In 1999, Zoghbi identified the mutation in the gene encoding methyl CpG binding protein 2 (MeCP2) that causes Rett syndrome, an autism spectrum disorder that appears after a period of apparently normal development, robbing girls of acquired language and motor skills and causing gastrointestinal problems and anxiety. Before that discovery, it was not even clear that Rett syndrome was genetic, and many physicians doubted that Rett syndrome was a unique brain disorder. Her lab’s recent development of an adult onset mouse model of Rett syndrome showed the continued dependence of the mature brain on MeCP2 function and suggested that therapies for Rett syndrome will need to be constantly maintained throughout life.
Another major finding from Zoghbi’s lab was the identification of Math1, a gene that plays a critical role in the formation of a wide range of cell types, including inner ear hair cells and intestinal secretory cells. She demonstrated that Math1 is essential for the genesis of specialized neurons in the cerebellum that are part of the sensory pathway for conscious and unconscious proprioception (the sense of one’s position in space). Math1 is also a factor in the development of medulloblastoma, a common brain tumor that primarily affects children and young adults.
Most recently, Zoghbi has focused on autism. Her 2003 description of autism as a disease of the synapse in an editorial in Science has been supported by numerous discoveries in the last decade. Zoghbi’s lab compiled a network of protein-protein interactions based on autism-associated genes, with the aim of finding common molecular pathways that underpin both classic and syndromic autism. This is potentially the framework around which a larger autism interactome could be used to development treatment.
Zoghbi’s current research projects include the use of genotype-phenotype correlations to identify key functional domains of MeCP2. Her lab discovered that MeCP2 is evolutionarily related to the protein HGMA1 and that an AT-hook domain in its C-terminus is a key determinant of Rett syndrome severity. Along with her collaborators, she embarked on parallel forward genetic screens in human cells and in the Drosophila SCA1 model to identify genes whose inhibition reduces modulators of ATXN1 levels and toxicity. The success of this strategy prompted its use to screen for modulators of APP, tau, and α-synuclein proteins, where the protein levels are crucial in the development of Alzheimer’s and Parkinson’s diseases. Zoghbi’s lab has delineated the role of Math1 in the retrotrapezoid nucleus neurons and the importance of these cells for neonatal respiration and CO2 chemosensitivity.

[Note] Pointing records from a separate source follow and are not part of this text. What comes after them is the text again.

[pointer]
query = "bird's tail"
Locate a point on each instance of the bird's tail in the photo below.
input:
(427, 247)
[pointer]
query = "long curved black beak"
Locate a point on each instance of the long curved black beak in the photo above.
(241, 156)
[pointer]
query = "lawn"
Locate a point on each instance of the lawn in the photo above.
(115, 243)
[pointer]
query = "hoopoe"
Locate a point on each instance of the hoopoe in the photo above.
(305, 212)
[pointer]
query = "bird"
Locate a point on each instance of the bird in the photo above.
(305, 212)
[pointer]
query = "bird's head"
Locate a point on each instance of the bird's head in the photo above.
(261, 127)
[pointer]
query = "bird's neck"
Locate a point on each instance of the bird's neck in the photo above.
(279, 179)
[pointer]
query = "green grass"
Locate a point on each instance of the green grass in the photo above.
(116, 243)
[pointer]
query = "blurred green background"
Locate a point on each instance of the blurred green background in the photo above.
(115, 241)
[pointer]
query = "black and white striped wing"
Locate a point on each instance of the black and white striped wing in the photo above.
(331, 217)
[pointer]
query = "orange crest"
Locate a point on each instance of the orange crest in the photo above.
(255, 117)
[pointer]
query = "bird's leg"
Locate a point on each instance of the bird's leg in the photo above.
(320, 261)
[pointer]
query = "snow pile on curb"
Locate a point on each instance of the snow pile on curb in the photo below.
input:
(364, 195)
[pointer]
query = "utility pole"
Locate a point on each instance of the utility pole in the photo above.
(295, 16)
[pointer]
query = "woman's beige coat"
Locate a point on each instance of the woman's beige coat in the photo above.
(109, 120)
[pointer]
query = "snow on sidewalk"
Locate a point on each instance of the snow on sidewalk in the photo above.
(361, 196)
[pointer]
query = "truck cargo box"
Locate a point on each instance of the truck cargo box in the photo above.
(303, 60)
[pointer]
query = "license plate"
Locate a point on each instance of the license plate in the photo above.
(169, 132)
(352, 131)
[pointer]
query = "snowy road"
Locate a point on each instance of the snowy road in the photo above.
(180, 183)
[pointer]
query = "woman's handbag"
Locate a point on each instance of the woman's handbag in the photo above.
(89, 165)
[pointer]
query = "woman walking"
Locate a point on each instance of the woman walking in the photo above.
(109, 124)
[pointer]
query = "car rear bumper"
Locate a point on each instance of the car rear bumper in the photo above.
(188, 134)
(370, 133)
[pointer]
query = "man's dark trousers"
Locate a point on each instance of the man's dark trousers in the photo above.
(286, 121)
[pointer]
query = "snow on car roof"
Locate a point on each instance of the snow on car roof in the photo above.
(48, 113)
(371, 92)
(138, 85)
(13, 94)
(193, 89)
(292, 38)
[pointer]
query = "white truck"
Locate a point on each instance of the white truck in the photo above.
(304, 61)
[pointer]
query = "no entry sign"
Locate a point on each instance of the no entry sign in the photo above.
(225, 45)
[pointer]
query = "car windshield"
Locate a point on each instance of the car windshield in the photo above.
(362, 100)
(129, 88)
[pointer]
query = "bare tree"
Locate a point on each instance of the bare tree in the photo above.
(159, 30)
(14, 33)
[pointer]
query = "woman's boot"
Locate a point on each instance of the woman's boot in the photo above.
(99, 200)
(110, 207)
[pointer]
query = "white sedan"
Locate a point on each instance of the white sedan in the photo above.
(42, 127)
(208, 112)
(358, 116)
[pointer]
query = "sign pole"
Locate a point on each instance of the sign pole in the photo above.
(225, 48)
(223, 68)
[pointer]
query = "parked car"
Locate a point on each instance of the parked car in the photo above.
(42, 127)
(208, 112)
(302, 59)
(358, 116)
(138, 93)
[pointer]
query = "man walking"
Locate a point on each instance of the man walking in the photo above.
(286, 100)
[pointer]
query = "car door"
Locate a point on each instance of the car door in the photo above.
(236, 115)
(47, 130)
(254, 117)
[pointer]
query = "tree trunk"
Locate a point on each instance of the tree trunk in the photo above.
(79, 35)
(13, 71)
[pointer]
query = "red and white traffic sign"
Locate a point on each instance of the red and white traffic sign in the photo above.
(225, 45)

Ongoing studies will focus on identifying other components of the respiratory hindbrain neurons that are Math1/Atoh1 dependent and on elucidating the molecular functions of Math1 by identifying its interactors and targets in different cellular contexts.
Zoghbi’s career elegantly demonstrates the role that basic genetics and molecular neuroscience can play in understanding complex brain disorders. She is the recipient of numerous awards, including the E. Mead Johnson Award in Pediatric Research, the Bristol-Myers Squibb Award for Distinguished Achievement in Neuroscience Research, the Vilcek Prize in Biomedical Science, and the Gruber Neuroscience Prize. She is a member of the Institute of Medicine, the National Academy of Sciences, the Texas Women’s Hall of Fame, and a fellow of the American Association for the Advancement of Science.